La presse et la justice ne voulurent voir dans cette révolte spectaculaire qu’une explosion parmi d’autres qui valut à cinq détenus quatre ans de prison supplémentaires. Cette mutinerie est pourtant restée ancrée dans la mémoire carcérale.
Jamais, depuis les grandes révoltes de 1974, un établissement pénitentiaire n’avait été détruit avec tant de ferveur. Jamais les initiateurs d’une mutinerie n’avaient revendiqué leurs actes avec autant de constance et de dignité. Rarement l’institution pénitentiaire elle-même n’avait été à ce point remise en cause.
Pour la première fois, l’un des principaux acteurs de la révolte d’Ensisheim en raconte la genèse, le déclenchement et l’embrasement.

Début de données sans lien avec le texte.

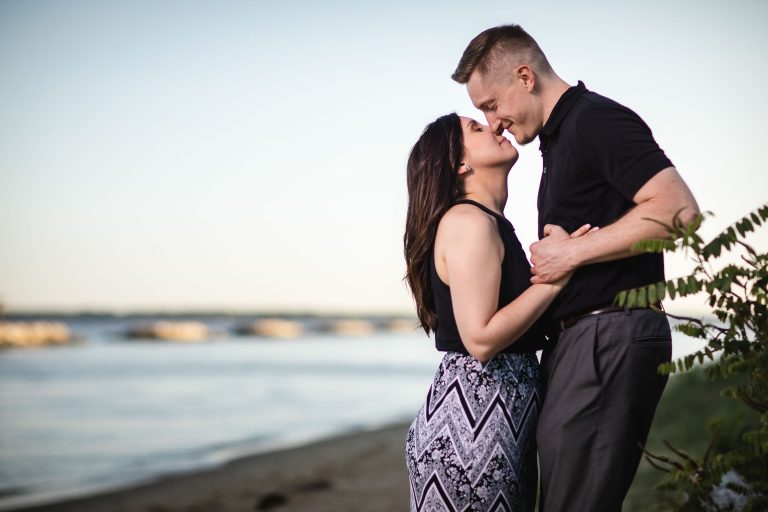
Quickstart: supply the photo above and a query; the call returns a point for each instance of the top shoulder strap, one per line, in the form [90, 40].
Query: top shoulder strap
[487, 210]
[479, 205]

« Beau comme une prison qui brûle » constitue un témoignage authentique, précis et plein d’humour. Près de trente ans après les faits, il résonne comme une ode à la révolte et à la liberté et rappelle que certains incendies ne s’éteignent jamais.
« La lame du livre découpe dans la réalité pénitentiaire, si opaque à nos yeux, les traits saillants de l’institution, elle les arrache à l’obscurité, elle les élucide.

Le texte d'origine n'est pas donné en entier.